4th year since Las Vegas massacre: ‘Be there for each other’
LAS VEGAS — People who are healing and some still struggling gathered Friday to remember those who died and were injured during the deadliest mass shooting in modern U.S. history four years ago on the Las Vegas Strip.
“I was wounded. Those physical wounds have healed,” said Dee Ann Hyatt, whose daughter also was hurt and whose brother died in the Oct. 1, 2017, shooting. “But the lasting scars for our family remain.”
Hyatt spoke to several hundred people during a sunrise ceremony at the Clark County Government Center in Las Vegas.
She remembered her slain brother, Kurt von Tillow, a trucker from Northern California, before a screen at an outdoor amphitheater that displayed photos of the dead. Fifty-eight people were killed that night, and two others died later. More than 850 were injured.
“We continue to live the impact of all that happened that night, four years later,” Hyatt said. “People thrive and people struggle to live with the physical and mental pain, and our lives are forever changed.”
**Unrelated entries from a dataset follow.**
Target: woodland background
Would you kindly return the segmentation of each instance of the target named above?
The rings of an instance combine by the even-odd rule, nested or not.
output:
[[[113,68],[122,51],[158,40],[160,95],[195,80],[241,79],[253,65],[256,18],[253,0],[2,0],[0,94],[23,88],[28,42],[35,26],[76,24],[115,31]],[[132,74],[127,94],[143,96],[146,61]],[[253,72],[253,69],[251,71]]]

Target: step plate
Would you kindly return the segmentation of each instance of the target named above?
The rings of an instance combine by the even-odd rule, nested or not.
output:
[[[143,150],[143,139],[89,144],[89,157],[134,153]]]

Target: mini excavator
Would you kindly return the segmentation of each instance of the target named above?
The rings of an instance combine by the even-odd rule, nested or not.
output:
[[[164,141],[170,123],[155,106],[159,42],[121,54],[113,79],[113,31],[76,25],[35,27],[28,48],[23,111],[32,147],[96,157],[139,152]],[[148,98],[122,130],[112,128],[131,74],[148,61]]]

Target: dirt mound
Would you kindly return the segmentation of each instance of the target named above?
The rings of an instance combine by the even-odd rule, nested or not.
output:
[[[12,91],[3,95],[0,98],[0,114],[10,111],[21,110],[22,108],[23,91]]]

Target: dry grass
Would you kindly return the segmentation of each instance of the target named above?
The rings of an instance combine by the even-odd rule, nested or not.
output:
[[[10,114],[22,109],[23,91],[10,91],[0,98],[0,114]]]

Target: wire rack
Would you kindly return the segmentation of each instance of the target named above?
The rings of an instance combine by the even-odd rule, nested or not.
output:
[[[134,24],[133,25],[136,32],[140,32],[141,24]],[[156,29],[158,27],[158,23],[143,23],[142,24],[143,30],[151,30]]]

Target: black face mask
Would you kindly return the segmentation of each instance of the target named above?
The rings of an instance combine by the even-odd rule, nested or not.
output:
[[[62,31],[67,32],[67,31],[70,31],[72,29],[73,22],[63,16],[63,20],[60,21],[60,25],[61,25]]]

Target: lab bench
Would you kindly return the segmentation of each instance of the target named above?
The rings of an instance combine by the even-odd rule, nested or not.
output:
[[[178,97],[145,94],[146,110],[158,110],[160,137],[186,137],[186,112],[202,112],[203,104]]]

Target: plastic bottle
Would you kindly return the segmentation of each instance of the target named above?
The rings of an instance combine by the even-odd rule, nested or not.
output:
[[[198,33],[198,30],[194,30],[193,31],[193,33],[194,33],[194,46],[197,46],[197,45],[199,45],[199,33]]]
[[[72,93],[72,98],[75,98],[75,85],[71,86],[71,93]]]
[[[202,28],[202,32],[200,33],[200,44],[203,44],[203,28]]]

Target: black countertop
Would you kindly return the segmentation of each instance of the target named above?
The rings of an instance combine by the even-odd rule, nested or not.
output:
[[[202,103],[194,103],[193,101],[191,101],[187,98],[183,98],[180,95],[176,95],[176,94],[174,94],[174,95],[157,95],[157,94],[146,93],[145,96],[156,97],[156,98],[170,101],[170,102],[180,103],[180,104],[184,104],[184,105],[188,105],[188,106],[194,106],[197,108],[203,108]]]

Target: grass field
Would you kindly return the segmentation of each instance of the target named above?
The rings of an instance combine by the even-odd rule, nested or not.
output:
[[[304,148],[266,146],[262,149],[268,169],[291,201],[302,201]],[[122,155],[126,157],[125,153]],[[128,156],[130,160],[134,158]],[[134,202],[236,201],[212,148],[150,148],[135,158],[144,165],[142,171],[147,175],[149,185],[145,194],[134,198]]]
The morning memorial featured a song, “Four Years After,” sung by Matt Sky, that was composed for the anniversary by Mark R. Johnson and released with multi-Grammy award winner Alan Parsons.
The event was the first of several scheduled Friday in Las Vegas and elsewhere, including a livestream to California’s Ventura County hosted by a support group called “So Cal Route 91 Heals.” The group also planned a ceremony at a Thousand Oaks park.
Tennille Pereira, director of the Vegas Strong Resiliency Center, a Las Vegas program set up to support those affected by the shooting, noted that about 60% of tickets sold to the fateful concert were purchased by California residents.
The names of the dead will be read beginning at 10:05 p.m., the time the shooting started, at a downtown Las Vegas Community Healing Garden.
Pereira also is chairwoman of a Clark County committee developing plans for a permanent memorial. She said next year’s fifth anniversary may feature a dedication of the memorial at a corner of the former concert venue across Las Vegas Boulevard from the Mandalay Bay resort. That’s where the shooter spent several days gathering an arsenal of assault-style rifles before breaking out windows of his 32nd floor suite and unleashing carnage.
Jill Winter of Nashville, Tennessee, remembers the nearly 10-minute barrage of rapid-fire gunshots into the open-air concert crowd.
Like many around her, Winter thought at first it was fireworks. Then people fell dead and wounded. Winter ducked for cover until police SWAT officers arrived and told her to run. She remembers yelling, “Make him stop! Make him stop!”
Winter, now 49, counsels others she calls the “Router family” who experienced the deadly night at the Route 91 Harvest Festival. “Router” sounds better than “survivor,” she explained.
“There is a lot of healing taking place,” she said in a telephone interview this week. “There are 22,000 of us that were there. That doesn’t even include other people that were impacted … first responders, hospital employees, average citizens who were driving down the Strip. All those people and all those different stories.”
The gunman, Stephen Paddock, a 64-year-old retired postal service worker, accountant and real estate investor who became a high-stakes casino video poker player, killed himself before police reached him. Local and federal investigators concluded he meticulously planned the attack and appeared to seek notoriety, but they said they could not identify a clear motive.
Authorities including police, elected and government officials and people involved with the resiliency center refuse now to use his name.
MGM Resorts International, owner of the hotel and the concert venue, is donating 2 acres (0.8 hectare) for the memorial — just off the Strip at a spot near a church where people sought refuge and medical help during the shooting.
The company and its insurers have almost finished paying $800 million to more than 4,000 claimants in an out-of-court settlement reached a year ago that avoided negligence trials in several states. The company acknowledged no liability.
“It’s good for the community and the victims that the case is resolved,” Robert Eglet, a Las Vegas attorney who spent a year arranging the settlement, said Thursday. “And it was the right thing for MGM to do.”
Pereira said this week that she felt a softening of emotions around the anniversary.
“Maybe it’s because we just came out of this (coronavirus) pandemic and we’re starting to feel a regular pace again,” Pereira said. “We still remember, we still respect, we still honor. But it’s not raw like it was, and jarring. It just feels more hopeful and peaceful.”
This was the first year since the shooting that Winter wasn’t in Las Vegas to mark the anniversary. She said she would gather Friday with other Routers at a friend’s restaurant in Memphis, Tennessee.
“It’s always emotional. But it’s also really heartwarming,” she said. “The fact that we’ve come together and not let evil win is so amazing.”
Hyatt, speaking at the memorial, said four years have taught her that some things can’t be fixed.
“All you can do is be there for each other,” she said. “Listen, cry, hug, love and support one another. You just need to be patient and loving and caring to everyone you meet, because you don’t know what they’re going through.”